= UNIVAC III =

1962 computer model

The UNIVAC III was designed as an improved transistorized replacement for the vacuum tube UNIVAC I and UNIVAC II computers. The project was started by the Philadelphia division of Remington Rand UNIVAC in 1958 with the initial announcement of the system being made in the Spring of 1960, however as this division was heavily focused on the UNIVAC LARC project the shipment of the system was delayed until June 1962, with Westinghouse agreeing to furnish system programming and marketing on June 1, 1962. It was designed to be compatible with all data formats. However the word size and instruction set were completely different; this presented significant difficulty as all programs had to be rewritten, so many customers switched to different vendors instead of upgrading existing UNIVACs.

The UNIVAC III weighed about 27225 lb.

The system was engineered to use as little core memory as possible, as it was a very expensive item. The memory system was 25 bits wide and could be configured with from 8,192 words to 32,768 words of memory. Memory was built in stacks of 29 planes of 4,096 cores: 25 for the data word, two for "modulo-3 check" bits, and two for spares. Each memory cabinet held up to four stacks (16,384 words).

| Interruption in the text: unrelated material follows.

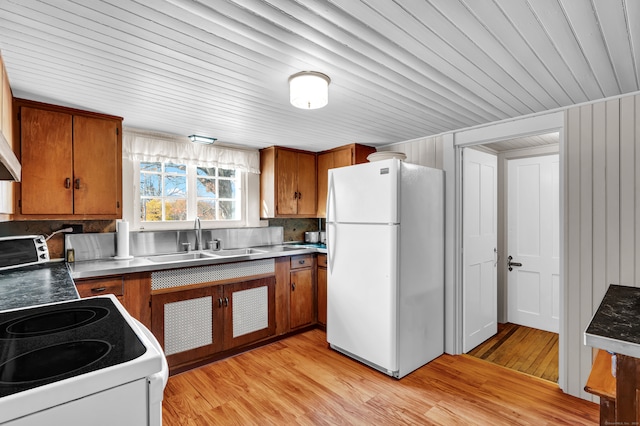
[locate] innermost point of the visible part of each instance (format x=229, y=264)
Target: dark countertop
x=36, y=285
x=615, y=326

== Supported data formats ==
It supported the following data formats:
- 25-bit signed binary numbers
- excess-3 binary-coded decimal with four bits per digit, allowing six-digit signed decimal numbers
- alphanumerics with six bits per character, allowing four-character signed alphanumeric values

25: 24; 23; 22; 21; 20; 19; 18; 17; 16; 15; 14; 13; 12; 11; 10; 9; 8; 7; 6; 5; 4; 3; 2; 1
s: binary value (ones complement)
s: digit (XS-3); digit (XS-3); digit (XS-3); digit (XS-3); digit (XS-3); digit (XS-3)
s: character; character; character; character

Instructions were 25 bits long.

25: 24; 23; 22; 21; 20; 19; 18; 17; 16; 15; 14; 13; 12; 11; 10; 9; 8; 7; 6; 5; 4; 3; 2; 1
i/a: x; op (opcode); ar/xo; m (address)

== Makeup ==
The CPU had four accumulators, a four-bit field (ar) allowed selection of any combination of the accumulators for operations on data from one to four words in length. For backward compatibility with the UNIVAC I and UNIVAC II data, two accumulators were needed to store a 12-digit decimal number and three accumulators were needed to store a 12-character alphanumeric value. When accumulators were combined in an instruction, the sign bit of the Most Significant Accumulator was used and the others ignored.

The CPU had 15 index registers, a four-bit field (x) allowed selection of one index register as the base register. Operand addresses were determined by adding the contents of the selected base register and the 10-bit displacement field (m). Instructions that modified or stored index registers used a four-bit field (xo) to select that index register.

Indirect addressing or field selection was selected if the one-bit field (i/a) was set. Both indirect addressing and a base register could be selected in the indirect address in memory. Only a base register could be selected in the field selector in memory.

25: 24; 23; 22; 21; 20; 19; 18; 17; 16; 15; 14; 13; 12; 11; 10; 9; 8; 7; 6; 5; 4; 3; 2; 1
i/a: x; 0; 0; 0; spare; l (address)
0: x; left bit (1..24 XS-3); right bit (1..24 XS-3); m (address)

== History ==
Sperry Rand began shipment in June 1962 and produced 96 UNIVAC III systems.

The operating systems(s) which were developed for the UNIVAC III's were called CHIEF, and BOSS.The assembly language was SALT. The majority of UNIVAC III systems were equipped with tape drives; tapes contained images of the system data at the head of any tape, followed by data. The OS could handle jobs at this time, so some tapes had data relating to job control, and others had data. UNIVAC III systems could have up to 32 tape drives.

Some systems were equipped at a later time with a random-access FASTRAND drum.